Little or no gold comes into Europe from Asia, because its servile inhabitants place their fortune in treasure, and love to hoard up that precious metal.

Numerous gold mines occur on the two slopes of the chain of the Cailas mountains in the Oundès, a province of Little Thibet. The gold lies in quartz veins which traverse a very crumbling reddish granite.

Africa was, with Spain, the source of the greater portion of the gold possessed by the antients. The gold which Africa still brings into the market in abundance is always in dust, showing that the metal is obtained by washing the alluvial soils. None of it is collected in the north of that continent; three or four districts only are remarkable for the quantity of gold they produce.

The first mines are those of Kordofan, between Darfour and Abyssinia. The negroes transport the gold in quills of the ostrich or vulture. These mines seem to have been known to the antients, who considered Ethiopia to abound in gold. Herodotus relates that the king of that country exhibited to the ambassadors of Cambyses, all their prisoners bound with golden chains.

The second and chief exploitation of gold dust is to the south of the great desert of Zaara, in the western part of Africa, from the mouth of the Senegal to the Cape of Palms. The gold occurs in spangles, chiefly near the surface of the earth, in the bed of rivulets, and always in a ferruginous earth. In some places the negroes dig wells in the soil to a depth of about 40 feet, unsupported by any props. They do not follow any vein; nor do they construct a gallery. By repeated washings they separate the gold from the earthy matters.

The same district furnishes also the greater part of what is carried to Morocco, Fez, and Algiers, by the caravans which go from Timbuctoo on the Niger, across the great desert of Zaara. The gold which arrives by Sennaar at Cairo and Alexandria, comes from the same quarter. From Mungo Park’s description, it appears that the gold spangles are found usually in a ferruginous small gravel, buried under rolled pebbles.

The third spot in Africa where gold is collected, is on the south-east coast, between the twenty-fifth and the twenty-second degree of south latitude, opposite to Madagascar, in the country of Sofala. Some persons think that this was the kingdom of Ophir, whence Solomon obtained his gold.

In modern times, the richest gold mines are found in America, from which there is exported annually, 3700 or 4000 pounds avoirdupois of this metal. It occurs there principally in spangles among the alluvial earths, and in the beds of rivers; more rarely in veins.

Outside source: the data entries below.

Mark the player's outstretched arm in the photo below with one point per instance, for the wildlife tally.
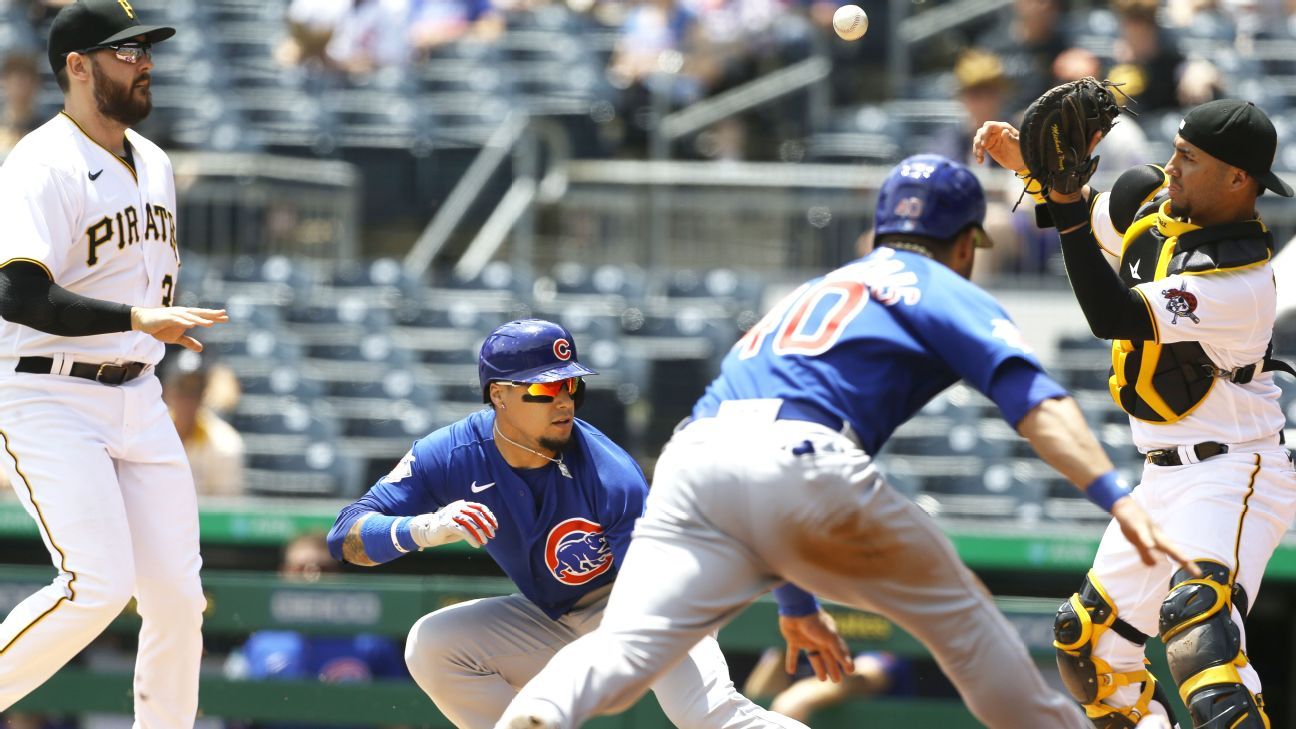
(170, 324)
(372, 538)
(817, 634)
(1058, 432)
(1002, 142)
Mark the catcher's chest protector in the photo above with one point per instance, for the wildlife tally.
(1163, 383)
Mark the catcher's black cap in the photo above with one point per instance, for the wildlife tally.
(87, 23)
(1239, 134)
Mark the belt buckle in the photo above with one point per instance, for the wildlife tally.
(121, 370)
(1161, 457)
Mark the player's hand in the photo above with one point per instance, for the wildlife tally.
(170, 324)
(817, 634)
(1001, 142)
(1146, 536)
(465, 520)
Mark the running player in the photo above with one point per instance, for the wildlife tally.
(774, 478)
(87, 276)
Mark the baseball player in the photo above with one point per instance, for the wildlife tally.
(552, 501)
(87, 276)
(774, 478)
(1190, 310)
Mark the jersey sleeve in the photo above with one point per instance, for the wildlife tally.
(1220, 309)
(1108, 238)
(625, 490)
(39, 215)
(970, 332)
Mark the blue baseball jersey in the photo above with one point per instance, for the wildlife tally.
(875, 340)
(557, 537)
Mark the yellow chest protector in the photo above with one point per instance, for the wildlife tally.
(1163, 383)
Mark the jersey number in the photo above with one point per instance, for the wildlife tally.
(791, 319)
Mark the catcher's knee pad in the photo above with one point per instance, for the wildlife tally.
(1077, 627)
(1203, 646)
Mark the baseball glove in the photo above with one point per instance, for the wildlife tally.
(1056, 131)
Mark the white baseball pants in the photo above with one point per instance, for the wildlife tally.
(732, 513)
(1233, 509)
(103, 472)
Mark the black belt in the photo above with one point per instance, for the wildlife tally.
(1170, 455)
(108, 374)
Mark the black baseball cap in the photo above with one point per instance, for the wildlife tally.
(1237, 132)
(87, 23)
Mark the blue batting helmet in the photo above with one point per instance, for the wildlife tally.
(931, 196)
(528, 350)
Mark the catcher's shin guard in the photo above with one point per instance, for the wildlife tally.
(1203, 646)
(1077, 627)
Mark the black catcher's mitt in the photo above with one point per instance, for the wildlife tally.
(1056, 131)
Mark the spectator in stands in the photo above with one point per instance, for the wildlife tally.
(439, 22)
(285, 655)
(1150, 65)
(310, 27)
(653, 56)
(373, 35)
(21, 83)
(1028, 43)
(983, 90)
(801, 694)
(354, 36)
(214, 448)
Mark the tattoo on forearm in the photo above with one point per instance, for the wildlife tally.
(353, 549)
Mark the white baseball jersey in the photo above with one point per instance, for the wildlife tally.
(99, 467)
(1231, 314)
(93, 223)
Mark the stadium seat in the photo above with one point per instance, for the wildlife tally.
(319, 470)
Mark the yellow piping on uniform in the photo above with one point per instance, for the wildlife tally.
(1246, 507)
(43, 267)
(62, 558)
(115, 156)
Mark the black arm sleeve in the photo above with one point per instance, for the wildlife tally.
(1112, 310)
(30, 298)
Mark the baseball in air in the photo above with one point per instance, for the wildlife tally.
(850, 22)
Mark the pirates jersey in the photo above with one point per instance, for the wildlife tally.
(1225, 308)
(99, 226)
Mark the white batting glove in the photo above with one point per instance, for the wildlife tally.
(465, 520)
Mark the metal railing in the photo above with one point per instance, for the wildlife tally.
(263, 205)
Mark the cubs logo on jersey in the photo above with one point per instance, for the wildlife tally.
(577, 551)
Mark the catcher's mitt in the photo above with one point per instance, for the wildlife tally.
(1056, 131)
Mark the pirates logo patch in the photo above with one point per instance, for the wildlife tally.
(1181, 302)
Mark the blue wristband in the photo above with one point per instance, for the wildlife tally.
(386, 537)
(1106, 489)
(795, 602)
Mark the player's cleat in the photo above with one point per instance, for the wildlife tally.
(533, 715)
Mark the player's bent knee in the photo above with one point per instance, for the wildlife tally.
(1203, 647)
(1077, 627)
(430, 640)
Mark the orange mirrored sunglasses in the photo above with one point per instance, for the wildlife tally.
(550, 389)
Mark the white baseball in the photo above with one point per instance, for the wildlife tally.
(850, 22)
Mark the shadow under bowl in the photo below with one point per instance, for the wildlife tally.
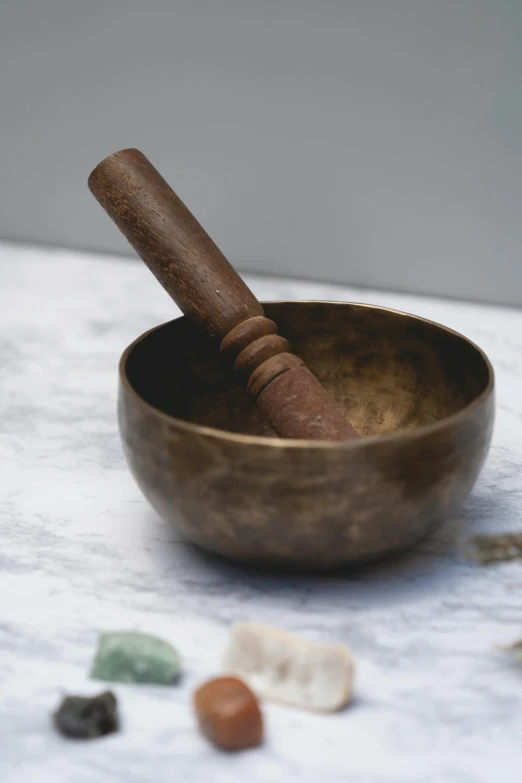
(421, 394)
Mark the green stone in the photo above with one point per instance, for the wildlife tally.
(135, 657)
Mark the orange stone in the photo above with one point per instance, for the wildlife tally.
(229, 714)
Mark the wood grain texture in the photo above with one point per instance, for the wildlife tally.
(206, 287)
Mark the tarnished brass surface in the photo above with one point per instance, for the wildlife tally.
(206, 461)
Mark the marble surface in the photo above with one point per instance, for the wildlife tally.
(82, 551)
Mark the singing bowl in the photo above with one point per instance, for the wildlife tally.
(421, 395)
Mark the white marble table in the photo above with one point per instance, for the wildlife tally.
(82, 551)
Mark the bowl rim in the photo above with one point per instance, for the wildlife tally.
(294, 443)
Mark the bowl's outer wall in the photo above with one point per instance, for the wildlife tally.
(311, 506)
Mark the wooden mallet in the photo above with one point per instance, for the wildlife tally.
(206, 288)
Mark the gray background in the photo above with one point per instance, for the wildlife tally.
(375, 142)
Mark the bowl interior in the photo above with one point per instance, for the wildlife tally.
(389, 371)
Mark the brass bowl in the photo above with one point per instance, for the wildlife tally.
(207, 462)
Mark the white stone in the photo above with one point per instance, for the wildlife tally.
(286, 668)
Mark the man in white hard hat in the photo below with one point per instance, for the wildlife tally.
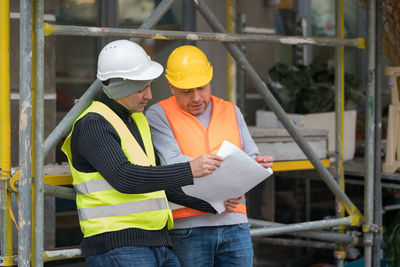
(122, 207)
(188, 124)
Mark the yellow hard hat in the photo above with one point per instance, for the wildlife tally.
(188, 67)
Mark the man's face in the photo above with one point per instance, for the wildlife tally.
(195, 100)
(136, 102)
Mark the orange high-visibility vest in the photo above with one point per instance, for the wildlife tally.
(195, 140)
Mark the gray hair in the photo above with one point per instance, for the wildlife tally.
(120, 88)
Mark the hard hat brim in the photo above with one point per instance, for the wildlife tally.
(192, 82)
(152, 72)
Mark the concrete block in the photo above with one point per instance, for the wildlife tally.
(324, 121)
(277, 142)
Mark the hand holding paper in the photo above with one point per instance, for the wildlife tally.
(237, 174)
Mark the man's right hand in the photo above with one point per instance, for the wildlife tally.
(205, 165)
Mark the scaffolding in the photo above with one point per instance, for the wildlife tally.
(31, 170)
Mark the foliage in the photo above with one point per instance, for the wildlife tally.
(309, 89)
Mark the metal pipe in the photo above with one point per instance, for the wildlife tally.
(59, 191)
(155, 16)
(6, 244)
(53, 29)
(241, 85)
(377, 253)
(369, 136)
(340, 253)
(319, 235)
(38, 244)
(277, 109)
(25, 134)
(297, 227)
(62, 254)
(295, 243)
(384, 185)
(231, 64)
(63, 127)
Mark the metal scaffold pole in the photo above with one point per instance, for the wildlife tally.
(340, 252)
(368, 226)
(38, 225)
(6, 245)
(25, 134)
(377, 253)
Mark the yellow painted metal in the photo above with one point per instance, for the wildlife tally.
(294, 165)
(48, 29)
(64, 179)
(362, 43)
(33, 165)
(5, 122)
(8, 261)
(60, 179)
(231, 95)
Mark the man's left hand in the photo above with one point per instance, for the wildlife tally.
(265, 161)
(231, 204)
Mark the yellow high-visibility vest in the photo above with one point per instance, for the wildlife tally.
(101, 208)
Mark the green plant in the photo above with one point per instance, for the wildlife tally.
(309, 89)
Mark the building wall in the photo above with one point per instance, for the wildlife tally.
(260, 55)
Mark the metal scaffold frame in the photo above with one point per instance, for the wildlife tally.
(31, 92)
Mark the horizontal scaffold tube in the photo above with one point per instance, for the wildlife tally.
(296, 243)
(52, 29)
(319, 235)
(302, 226)
(53, 255)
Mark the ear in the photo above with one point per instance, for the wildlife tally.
(172, 88)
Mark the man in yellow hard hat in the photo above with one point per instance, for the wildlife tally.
(188, 124)
(123, 211)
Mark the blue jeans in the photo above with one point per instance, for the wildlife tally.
(135, 257)
(218, 246)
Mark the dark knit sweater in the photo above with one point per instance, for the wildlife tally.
(96, 147)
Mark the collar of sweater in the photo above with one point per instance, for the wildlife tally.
(120, 110)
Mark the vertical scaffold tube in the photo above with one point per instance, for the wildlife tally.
(38, 244)
(6, 245)
(25, 134)
(340, 252)
(369, 135)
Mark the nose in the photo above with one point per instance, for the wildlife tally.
(147, 93)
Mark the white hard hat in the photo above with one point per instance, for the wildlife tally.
(127, 60)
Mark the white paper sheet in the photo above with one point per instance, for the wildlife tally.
(238, 174)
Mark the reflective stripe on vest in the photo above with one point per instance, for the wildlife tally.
(186, 127)
(101, 208)
(122, 209)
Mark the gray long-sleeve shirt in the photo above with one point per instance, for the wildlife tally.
(169, 152)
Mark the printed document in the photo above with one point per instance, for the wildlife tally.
(237, 174)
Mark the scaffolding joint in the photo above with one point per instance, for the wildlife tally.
(340, 254)
(372, 228)
(356, 220)
(8, 261)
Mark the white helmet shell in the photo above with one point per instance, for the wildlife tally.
(127, 60)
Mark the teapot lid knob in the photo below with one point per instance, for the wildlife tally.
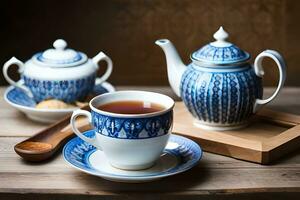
(221, 35)
(60, 44)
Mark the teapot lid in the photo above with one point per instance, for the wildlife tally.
(220, 52)
(60, 56)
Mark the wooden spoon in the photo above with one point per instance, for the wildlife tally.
(47, 142)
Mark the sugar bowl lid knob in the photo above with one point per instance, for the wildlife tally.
(60, 44)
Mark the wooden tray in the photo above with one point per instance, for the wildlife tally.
(271, 135)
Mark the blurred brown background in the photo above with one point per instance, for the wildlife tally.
(126, 30)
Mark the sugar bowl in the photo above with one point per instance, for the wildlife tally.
(58, 73)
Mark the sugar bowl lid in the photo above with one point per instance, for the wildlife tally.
(60, 56)
(220, 52)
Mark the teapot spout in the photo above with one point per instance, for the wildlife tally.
(175, 65)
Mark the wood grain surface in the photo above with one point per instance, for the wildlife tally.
(215, 177)
(126, 31)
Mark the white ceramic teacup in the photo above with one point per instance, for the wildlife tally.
(129, 141)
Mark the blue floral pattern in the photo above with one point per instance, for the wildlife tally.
(220, 97)
(132, 128)
(77, 152)
(66, 90)
(220, 55)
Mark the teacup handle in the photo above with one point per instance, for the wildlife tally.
(101, 56)
(259, 71)
(77, 113)
(18, 84)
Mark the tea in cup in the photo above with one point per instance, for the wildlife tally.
(132, 128)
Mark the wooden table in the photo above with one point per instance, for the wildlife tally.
(215, 177)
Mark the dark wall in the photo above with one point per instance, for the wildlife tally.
(126, 31)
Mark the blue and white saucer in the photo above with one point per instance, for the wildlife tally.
(179, 155)
(21, 101)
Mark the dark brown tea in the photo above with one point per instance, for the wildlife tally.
(131, 107)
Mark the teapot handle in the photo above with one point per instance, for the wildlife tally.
(101, 56)
(18, 84)
(259, 71)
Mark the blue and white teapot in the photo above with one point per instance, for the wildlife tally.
(220, 87)
(58, 73)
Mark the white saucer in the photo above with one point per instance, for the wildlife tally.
(18, 99)
(180, 155)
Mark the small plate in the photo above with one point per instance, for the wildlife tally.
(21, 101)
(179, 155)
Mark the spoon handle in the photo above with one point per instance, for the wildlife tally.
(54, 136)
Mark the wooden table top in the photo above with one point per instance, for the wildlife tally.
(215, 177)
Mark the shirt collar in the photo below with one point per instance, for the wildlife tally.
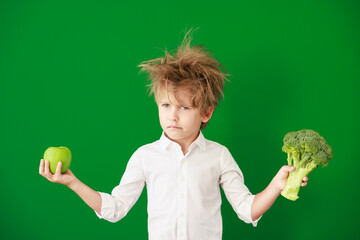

There is little gold in the northern part of America. The United States have hitherto produced but a slight quantity of alluvial gold, collected in the gravel-pits of the creeks of Rockhole, district of Lebanon, in North Carolina. In 1810, a mass was found there, weighing 28 pounds. This district has furnished the mint of the United States with about 100 lbs. avoirdupois of gold.

South America, especially Brazil, Choco, and Chili, are the regions which furnish most gold.